I’ve been using Smashwords solely to publish my ebooks and then have them do the distribution to other retailers. They claim all the ebooks they accept into their premium catalog must conform to Adobe Digital Edition’s eReader app. Well, I build my ebooks from scratch using xhtml code. I used to use Adobe’s InDesign for book layout. Well, it tends to generate lots of unnecessary code. Ebooks don’t need much code for them to come out right and display well on many readers.
Well, I already figured out to get the cover images to display properly in Digital Editions using a little extra code, which is completely unnecessary for apps like iBooks or Calibre. Now Smashwords tells me the thumbnails are getting cut off at the bottom. Again, it’s another problem with Digital Editions. Both iBooks and Calibre display the thumbnails properly.
I have looked up on Adobe’s site how to fix the problem with the images. No such luck. I don’t think Adobe knows how to do it right and be compliant with online retailers. Does Adobe even communicate with the ebook retailers to even know what size they prefer for cover images? Probably not. They’ve convinced me they are always a step behind with electronic publishing.
I currently use Calibre to build my ebooks and they come out fine. I always test the final epub file using the online validator and there are no problems. (If there are, I do go and fix them.) To make things worse, I couldn’t contact Adobe directly to even inform them there is a problem with how images display in their software.
I used to use more Adobe software until I kept having problems with the logic board in my MacBook Pro. (Which thankfully Apple replaced without any hassles…) But then I couldn’t do anything with Adobe’s software. I wasn’t allowed to use it anymore. New logic board (or motherboard for you pc users) means you have a new computer.

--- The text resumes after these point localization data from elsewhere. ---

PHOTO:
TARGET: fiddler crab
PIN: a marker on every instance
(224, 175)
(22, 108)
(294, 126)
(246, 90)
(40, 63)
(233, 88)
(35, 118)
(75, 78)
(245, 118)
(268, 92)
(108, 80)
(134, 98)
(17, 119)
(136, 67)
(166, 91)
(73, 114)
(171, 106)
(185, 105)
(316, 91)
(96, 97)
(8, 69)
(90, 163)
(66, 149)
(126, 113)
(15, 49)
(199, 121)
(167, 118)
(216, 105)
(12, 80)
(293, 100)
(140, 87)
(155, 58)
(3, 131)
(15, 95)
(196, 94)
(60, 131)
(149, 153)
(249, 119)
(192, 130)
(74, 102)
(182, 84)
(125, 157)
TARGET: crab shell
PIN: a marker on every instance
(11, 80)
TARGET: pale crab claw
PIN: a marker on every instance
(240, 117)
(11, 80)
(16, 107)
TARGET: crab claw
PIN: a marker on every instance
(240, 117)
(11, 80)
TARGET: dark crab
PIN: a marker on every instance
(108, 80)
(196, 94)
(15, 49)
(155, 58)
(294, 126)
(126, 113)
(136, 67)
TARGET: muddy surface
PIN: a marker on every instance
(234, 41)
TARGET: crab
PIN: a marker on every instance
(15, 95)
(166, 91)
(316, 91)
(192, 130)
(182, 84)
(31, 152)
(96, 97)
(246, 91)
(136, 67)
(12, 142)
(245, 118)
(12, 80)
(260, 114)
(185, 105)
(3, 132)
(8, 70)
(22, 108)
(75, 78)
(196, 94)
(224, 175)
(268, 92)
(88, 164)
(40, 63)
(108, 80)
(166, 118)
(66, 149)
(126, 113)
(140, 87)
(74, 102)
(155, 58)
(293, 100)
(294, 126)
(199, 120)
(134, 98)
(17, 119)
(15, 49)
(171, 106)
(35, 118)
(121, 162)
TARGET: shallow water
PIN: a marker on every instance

So I switched to freeware. And what did I discover? Software like Calibre, which I can use to build ebooks easier and faster. Plus the resulting ebook is a smaller file size than what InDesign could generate. Another plus was that the freeware tends to use fewer computer resources. That’s not to mention that the battery tends to last longer as well.
After using freeware, I also learned that Adobe’s software is crappy and overpriced. I could easily replace printed book layout from InDesign to LaTeX, which works much better. So I had to take a month to learn a new markup language, but that really wasn’t such a big deal. I also was able to replace both Photoshop and Illustrator with Gimp. Why would I want to pay for software that isn’t that great when there are free options out there that also work better?
I just wish the ebook retailers realized that Adobe doesn’t know much about ebooks on the code level or how to design a decent ebook reader. Perhaps Adobe will fix their eReader, but I’m not holding my breathe for it to happen.